Britain’s economy contracted by 0.3 per cent in the last quarter of 2012 as first thought, keeping alive the danger of a third recession since 2008, although yearly growth was revised up, data showed yesterday.

It really underlines that the growth trajectory into this year is at best weak and could even be falling

The weak economy and its detrimental impact on the Government’s fiscal targets prompted rating agency Moody’s to strip Britain of one of its coveted triple-A credit ratings last week.

Chancellor of the Exchequer George Osborne will draw little comfort from the latest release, less than a month before he is due to lay out his budget plans for the coming year.

“It really underlines that the growth trajectory into this year is at best weak and could even be falling,” said David Tinsley, economist at BNP Paribas.
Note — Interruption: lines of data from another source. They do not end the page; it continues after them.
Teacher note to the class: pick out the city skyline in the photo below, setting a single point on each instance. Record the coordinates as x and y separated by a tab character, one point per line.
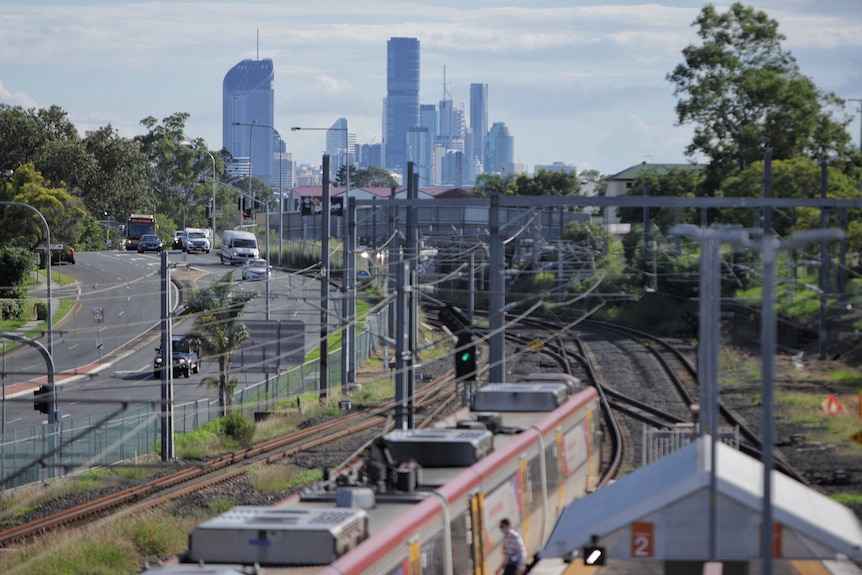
583	85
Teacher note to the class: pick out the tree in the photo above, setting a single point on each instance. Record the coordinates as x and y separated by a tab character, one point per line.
793	178
679	182
745	95
15	265
120	179
547	183
489	183
371	177
218	332
64	213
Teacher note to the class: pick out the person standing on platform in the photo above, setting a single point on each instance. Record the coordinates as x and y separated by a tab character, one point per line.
514	551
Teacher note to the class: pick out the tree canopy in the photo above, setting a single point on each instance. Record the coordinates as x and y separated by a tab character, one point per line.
745	95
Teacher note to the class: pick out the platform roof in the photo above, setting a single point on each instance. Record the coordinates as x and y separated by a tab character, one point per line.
670	499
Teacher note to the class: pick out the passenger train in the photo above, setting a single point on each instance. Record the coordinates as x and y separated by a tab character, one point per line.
428	501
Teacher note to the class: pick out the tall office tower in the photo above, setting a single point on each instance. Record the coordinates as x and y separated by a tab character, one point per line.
478	123
248	97
419	151
402	99
428	119
341	146
499	148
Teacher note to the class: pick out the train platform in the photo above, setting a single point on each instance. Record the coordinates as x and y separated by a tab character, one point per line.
659	520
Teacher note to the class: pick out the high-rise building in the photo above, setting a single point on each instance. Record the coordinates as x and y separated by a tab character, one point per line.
248	98
402	99
499	149
340	146
478	126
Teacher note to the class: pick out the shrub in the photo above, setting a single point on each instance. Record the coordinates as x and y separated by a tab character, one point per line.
238	428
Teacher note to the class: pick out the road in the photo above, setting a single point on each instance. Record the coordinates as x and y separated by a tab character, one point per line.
123	289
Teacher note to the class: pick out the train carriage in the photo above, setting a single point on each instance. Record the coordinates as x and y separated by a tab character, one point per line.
445	521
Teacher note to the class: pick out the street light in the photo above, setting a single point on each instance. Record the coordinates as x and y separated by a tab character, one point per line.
212	214
268	256
348	304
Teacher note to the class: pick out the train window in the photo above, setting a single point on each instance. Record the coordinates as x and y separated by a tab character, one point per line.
432	555
462	537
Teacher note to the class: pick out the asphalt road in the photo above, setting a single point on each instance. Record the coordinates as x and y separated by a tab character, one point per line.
109	339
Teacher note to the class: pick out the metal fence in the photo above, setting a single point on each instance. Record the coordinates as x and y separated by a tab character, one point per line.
79	443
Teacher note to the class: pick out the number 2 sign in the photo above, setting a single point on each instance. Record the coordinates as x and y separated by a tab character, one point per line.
642	539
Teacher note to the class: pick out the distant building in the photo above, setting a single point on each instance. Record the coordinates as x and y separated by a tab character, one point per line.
248	96
499	149
620	183
478	127
402	100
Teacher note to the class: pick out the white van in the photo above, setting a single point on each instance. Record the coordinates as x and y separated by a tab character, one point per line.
238	247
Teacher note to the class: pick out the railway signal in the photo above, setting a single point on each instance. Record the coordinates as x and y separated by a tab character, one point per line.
41	397
465	359
594	554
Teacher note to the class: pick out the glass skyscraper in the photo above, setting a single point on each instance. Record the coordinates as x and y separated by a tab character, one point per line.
479	125
248	97
402	99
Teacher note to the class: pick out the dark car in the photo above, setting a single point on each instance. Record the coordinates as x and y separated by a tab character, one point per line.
63	255
186	360
150	243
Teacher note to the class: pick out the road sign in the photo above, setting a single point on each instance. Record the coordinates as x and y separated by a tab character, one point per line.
642	539
536	345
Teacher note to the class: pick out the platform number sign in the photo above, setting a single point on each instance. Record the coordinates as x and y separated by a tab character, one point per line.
643	537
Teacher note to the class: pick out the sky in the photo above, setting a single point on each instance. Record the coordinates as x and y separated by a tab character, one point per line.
578	82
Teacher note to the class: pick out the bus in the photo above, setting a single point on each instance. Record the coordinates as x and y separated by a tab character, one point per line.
136	226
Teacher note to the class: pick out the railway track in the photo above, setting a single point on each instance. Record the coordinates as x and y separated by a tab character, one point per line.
435	396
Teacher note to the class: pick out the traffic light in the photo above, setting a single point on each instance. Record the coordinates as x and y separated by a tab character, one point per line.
465	359
41	399
594	554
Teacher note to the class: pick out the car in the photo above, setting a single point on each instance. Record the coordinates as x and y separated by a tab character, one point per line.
177	241
185	359
63	255
150	243
256	269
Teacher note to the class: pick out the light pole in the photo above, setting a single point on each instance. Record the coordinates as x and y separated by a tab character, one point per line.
348	303
268	256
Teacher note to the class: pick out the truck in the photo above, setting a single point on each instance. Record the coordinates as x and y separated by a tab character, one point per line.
195	240
237	247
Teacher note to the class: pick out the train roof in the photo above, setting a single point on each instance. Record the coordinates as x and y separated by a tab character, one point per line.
457	434
666	491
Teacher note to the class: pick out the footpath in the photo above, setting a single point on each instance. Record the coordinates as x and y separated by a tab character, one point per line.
185	282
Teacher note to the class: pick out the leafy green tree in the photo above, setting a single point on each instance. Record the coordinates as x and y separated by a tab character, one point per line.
587	235
676	182
486	184
547	183
745	95
15	265
218	331
64	213
120	179
794	178
371	177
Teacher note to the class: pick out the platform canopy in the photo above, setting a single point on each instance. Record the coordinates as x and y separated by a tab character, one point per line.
662	512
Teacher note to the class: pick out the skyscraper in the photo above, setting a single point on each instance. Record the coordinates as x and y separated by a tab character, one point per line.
402	99
248	97
341	146
499	148
478	125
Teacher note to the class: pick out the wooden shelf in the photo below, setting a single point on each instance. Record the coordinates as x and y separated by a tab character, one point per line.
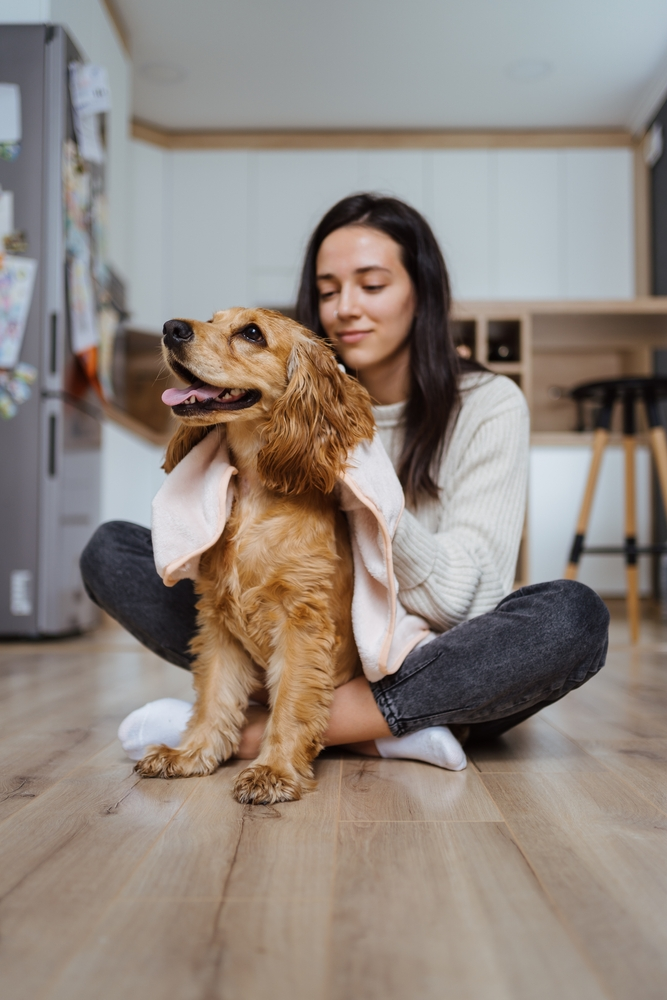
565	343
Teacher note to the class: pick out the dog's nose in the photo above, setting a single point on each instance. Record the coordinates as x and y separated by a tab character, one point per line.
176	332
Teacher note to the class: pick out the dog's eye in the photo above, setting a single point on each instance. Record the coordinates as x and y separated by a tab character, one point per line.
253	334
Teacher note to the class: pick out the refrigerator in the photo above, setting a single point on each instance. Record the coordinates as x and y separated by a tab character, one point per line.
50	450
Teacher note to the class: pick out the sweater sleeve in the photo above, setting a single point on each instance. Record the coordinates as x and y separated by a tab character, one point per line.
468	565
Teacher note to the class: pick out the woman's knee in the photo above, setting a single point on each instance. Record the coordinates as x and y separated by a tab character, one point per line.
582	610
572	617
107	552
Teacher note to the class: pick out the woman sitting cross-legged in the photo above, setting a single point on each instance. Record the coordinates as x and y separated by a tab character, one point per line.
374	283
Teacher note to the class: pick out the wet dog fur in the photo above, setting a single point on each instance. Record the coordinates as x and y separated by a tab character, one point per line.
274	608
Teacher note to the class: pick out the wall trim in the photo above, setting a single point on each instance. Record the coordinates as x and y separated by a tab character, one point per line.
389	139
117	21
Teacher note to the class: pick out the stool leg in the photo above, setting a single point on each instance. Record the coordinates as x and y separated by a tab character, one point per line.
631	568
600	439
659	449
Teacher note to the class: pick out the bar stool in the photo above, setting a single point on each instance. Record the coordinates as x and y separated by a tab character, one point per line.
606	394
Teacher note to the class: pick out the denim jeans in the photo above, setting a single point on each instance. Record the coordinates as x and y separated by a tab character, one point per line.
489	673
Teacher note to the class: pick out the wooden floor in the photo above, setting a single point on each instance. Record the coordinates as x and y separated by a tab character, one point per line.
539	872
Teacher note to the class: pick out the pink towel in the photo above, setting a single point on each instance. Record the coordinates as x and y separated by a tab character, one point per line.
192	506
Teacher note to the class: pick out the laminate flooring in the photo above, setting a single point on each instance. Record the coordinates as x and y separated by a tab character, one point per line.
539	872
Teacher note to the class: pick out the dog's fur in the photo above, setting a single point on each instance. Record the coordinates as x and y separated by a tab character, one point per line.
275	592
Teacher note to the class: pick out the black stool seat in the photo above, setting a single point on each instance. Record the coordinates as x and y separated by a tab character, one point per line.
638	385
627	391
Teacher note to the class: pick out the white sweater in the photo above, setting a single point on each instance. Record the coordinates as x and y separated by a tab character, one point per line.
455	557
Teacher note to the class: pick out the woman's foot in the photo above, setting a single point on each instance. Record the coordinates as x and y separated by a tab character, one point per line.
435	745
161	721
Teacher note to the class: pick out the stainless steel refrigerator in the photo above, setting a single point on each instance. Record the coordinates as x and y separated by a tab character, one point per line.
50	450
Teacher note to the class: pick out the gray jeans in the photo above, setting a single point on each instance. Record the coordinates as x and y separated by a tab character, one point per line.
489	673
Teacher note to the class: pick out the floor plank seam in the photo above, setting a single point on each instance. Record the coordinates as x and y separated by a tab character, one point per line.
52	787
328	978
560	916
618	775
80	945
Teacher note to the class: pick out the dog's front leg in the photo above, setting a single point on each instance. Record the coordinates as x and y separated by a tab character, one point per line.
300	680
223	678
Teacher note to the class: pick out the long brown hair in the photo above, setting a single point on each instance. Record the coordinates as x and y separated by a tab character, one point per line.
435	366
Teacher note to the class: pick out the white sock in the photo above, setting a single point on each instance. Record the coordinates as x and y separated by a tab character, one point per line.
435	745
162	721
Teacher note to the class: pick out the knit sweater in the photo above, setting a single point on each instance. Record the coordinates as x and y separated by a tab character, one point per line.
455	557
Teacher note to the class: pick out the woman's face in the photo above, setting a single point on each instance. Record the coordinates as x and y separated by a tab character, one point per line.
367	300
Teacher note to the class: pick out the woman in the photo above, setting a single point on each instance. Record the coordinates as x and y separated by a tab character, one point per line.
375	284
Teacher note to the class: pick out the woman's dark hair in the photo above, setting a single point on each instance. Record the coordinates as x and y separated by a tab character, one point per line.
435	366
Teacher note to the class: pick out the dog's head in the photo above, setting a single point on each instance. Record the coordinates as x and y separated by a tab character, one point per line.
255	364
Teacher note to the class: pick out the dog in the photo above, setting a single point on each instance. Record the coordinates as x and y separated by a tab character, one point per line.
275	591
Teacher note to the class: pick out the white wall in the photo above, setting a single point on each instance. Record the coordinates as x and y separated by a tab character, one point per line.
512	223
131	476
556	488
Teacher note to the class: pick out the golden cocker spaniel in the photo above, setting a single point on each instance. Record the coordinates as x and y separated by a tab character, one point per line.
275	591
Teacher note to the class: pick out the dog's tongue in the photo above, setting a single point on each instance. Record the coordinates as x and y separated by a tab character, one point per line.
200	390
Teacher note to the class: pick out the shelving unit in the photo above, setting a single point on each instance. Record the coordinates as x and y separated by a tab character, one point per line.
553	346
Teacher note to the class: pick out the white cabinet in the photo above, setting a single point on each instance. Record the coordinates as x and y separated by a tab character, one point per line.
525	213
598	217
396	172
461	216
556	488
148	222
288	193
216	228
207	233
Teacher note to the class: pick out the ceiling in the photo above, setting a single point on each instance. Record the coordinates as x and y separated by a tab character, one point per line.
403	64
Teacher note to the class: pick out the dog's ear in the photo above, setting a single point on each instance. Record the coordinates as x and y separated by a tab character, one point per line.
320	418
183	441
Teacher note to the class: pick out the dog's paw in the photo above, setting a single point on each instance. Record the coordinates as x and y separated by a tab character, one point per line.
264	785
172	762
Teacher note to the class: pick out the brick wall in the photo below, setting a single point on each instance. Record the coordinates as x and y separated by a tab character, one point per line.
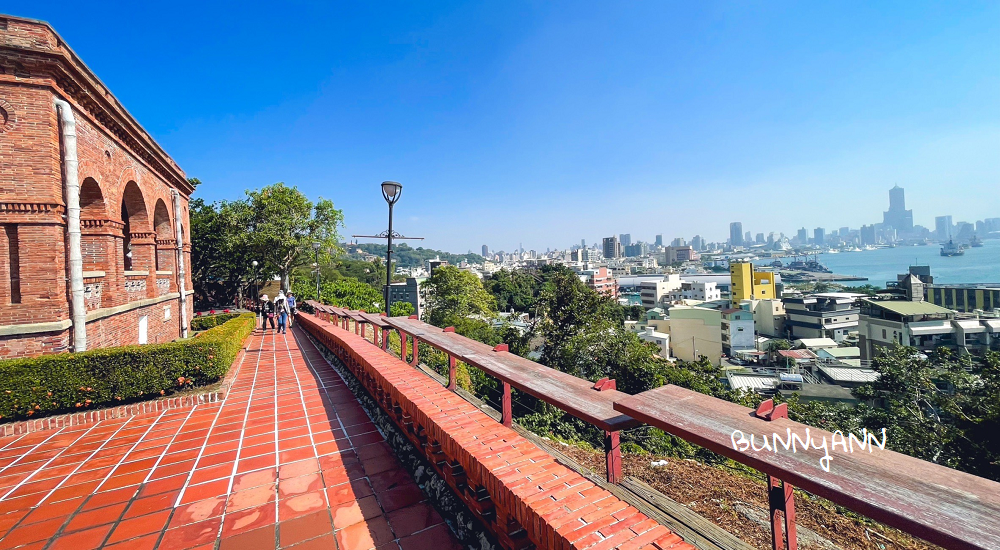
516	490
120	169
“The fact that business investment was weak and also revised down for the third quarter was disappointing,” he added.

Gross domestic product fell by 0.3 per cent in the October-December period compared with the previous three months, in line with the Office for National Statistics’ initial estimate and economists’ forecasts.

“With political tensions rising in the eurozone due to the inconclusive Italian elections, low consumer confidence at home, signs of still weak bank lending and businesses remaining reluctant to invest due to economic uncertainty, none of the main causes of weak growth have been resolved,” said Chris Williamson at Markit.

Still, compared with the previous year, the economy was 0.3 per cent bigger – better than the original estimate of flat output, the ONS said, noting upward revisions to some previous quarters.

Consumer spending rose 0.2 per cent on the quarter, while exports fell 1.5 per cent and imports dropped 1.2 per cent.